Si nos pusiéramos a ahondar en la actualidad buscando sandeces, seguro que llegaríamos al hastío de tanto como abundan estos frutos nacidos de la maldita coyunda entre la crueldad y la idiotez. Pero hoy es fiesta y no es recomendable comenzar con tal hartazgo; el domingo está hecho para el descanso, no para el aburrimiento. Y, además, es víspera del Día del Padre, una fiesta que de momento se mantiene, aunque va en franca retirada. Es una fecha en la que los pequeños preparan en su 'cole' con la 'seño' una felicitación en forma de dibujos o manualidades, en la que vierten toda su admiración por 'el papá más bueno del mundo' escribiendo unas 'pes' y unas 'aes' con unos trazos enormemente largos, que significan la fascinación que el niño siente ante ese señor tan grande que de vez en cuando está en casa. Son regalos que este año no va a recibir Ángel Cruz, el padre del niño Gabriel que ya está jugando con sus peces y ha dejado abandonada su 'play'. Tampoco tendrán esa felicitación el padre de Mari Luz Cortés, ni el de Yéremi, ni el de Diana Quer, ni el de Marta del Castillo o el de Sandra Palo. Todos ellos se verán obligados a unir a su inmensa pena por la inhumana ausencia de los hijos, el recuerdo reciente y punzante de las desabridas palabras de Su Señoría Campo. Dice el proverbio latino que «quod natura non dat, Salmantica non præstat» (lo que la naturaleza no da, Salamanca no lo otorga). Efectivamente, una universidad (la de Salamanca o cualquier otra) no puede darle a nadie lo que le negó la naturaleza. Lo dolorosamente repulsivo surge cuando nos encontramos con un individuo al que la naturaleza y la universidad sí le han dotado con los dones del conocimiento y el discernimiento y los emplea para causar un dolor gratuito.

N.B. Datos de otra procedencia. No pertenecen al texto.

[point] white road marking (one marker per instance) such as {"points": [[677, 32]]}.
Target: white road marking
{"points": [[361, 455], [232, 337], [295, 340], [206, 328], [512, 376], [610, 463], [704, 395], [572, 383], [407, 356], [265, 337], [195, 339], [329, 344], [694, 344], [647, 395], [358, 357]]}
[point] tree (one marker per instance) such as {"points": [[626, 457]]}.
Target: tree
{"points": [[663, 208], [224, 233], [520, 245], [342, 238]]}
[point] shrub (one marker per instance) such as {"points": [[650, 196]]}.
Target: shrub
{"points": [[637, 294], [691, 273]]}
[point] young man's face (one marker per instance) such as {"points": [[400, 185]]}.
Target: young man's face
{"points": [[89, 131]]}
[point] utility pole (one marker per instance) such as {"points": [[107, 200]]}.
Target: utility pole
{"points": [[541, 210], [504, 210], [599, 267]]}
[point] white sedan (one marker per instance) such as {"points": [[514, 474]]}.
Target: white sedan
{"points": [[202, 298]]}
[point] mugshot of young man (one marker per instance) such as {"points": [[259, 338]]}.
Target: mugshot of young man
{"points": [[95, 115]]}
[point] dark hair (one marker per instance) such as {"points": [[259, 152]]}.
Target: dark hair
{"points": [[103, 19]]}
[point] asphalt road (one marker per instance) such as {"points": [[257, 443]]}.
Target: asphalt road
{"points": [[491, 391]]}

Cuánto daría hoy por sentir de nuevo cómo mi padre me cogía de la mano un domingo como éste y me llevaba hasta el palomar junto al río para ver el primer vuelo de los pichones. Durante la espera me iría indicando si el canto del pájaro que se escuchaba cerca era de alondra o de cogujada y si el vuelo rasante sobre el agua lo hacían los vencejos o las golondrinas.

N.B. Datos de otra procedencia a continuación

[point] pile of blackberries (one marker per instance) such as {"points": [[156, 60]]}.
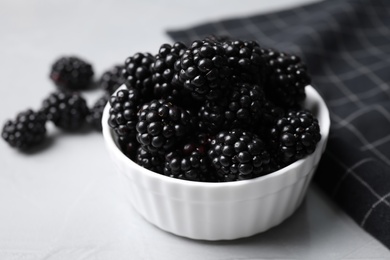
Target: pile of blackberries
{"points": [[216, 110]]}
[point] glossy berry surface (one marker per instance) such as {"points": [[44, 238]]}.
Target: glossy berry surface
{"points": [[286, 78], [295, 135], [137, 73], [123, 111], [112, 79], [238, 155], [161, 125], [71, 73], [203, 70], [26, 131], [67, 111]]}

Tampoco me importaría volver a verlo ya anciano, como la última vez antes de morir cuando seguía manteniendo una asombrosa lucidez y me contaba sus aventuras de juventud o me hablaba de sus novias, de la excepcional cosecha de vino que vino después de la larga sequía de los cincuenta, de la siembra de garbanzos a ser posible el Jueves Santo para que hubiera una buena cosecha..., de todo aquel hermanamiento de siglos del hombre con el medio ambiente. Para cualquiera de nosotros nuestro padre es o ha sido el mejor (así está escrito en esa felicitación que los niños entregarán a sus papás, lo que les hará sertirse ya importantes) y tenemos memoria de que su vida no fue fácil. La del mío, tampoco; en vez de ir a la universidad, le tocó ir a la guerra, que no es exactamente lo mismo. Aguantó todo lo que aquella generación tuvo que aguantar, que fue mucho, pero nunca perdió la esperanza ni el buen humor. Menos aún el criterio ni la rectitud de conciencia. De la televisión solo veía los informativos; con un solo vistazo definía la catadura moral de quienes allí aparecían. No recuerdo que alguna vez llegara a equivocarse. Tampoco hubiera errado con la imagen del infausto portavoz que, por decencia, no quiero volver a nombrar.
La muerte del padre es harto penosa porque su ausencia nos obliga a coger el timón y gobernar la nave familiar, que tampoco goza en estos tiempos de muy buena salud. La muerte del hijo es la mayor tragedia, el mayor dolor, una inmensa impotencia. Pensar que alguien, en su sano juicio, intente rentabilizar esta eterna tortura es sencillamente vomitivo.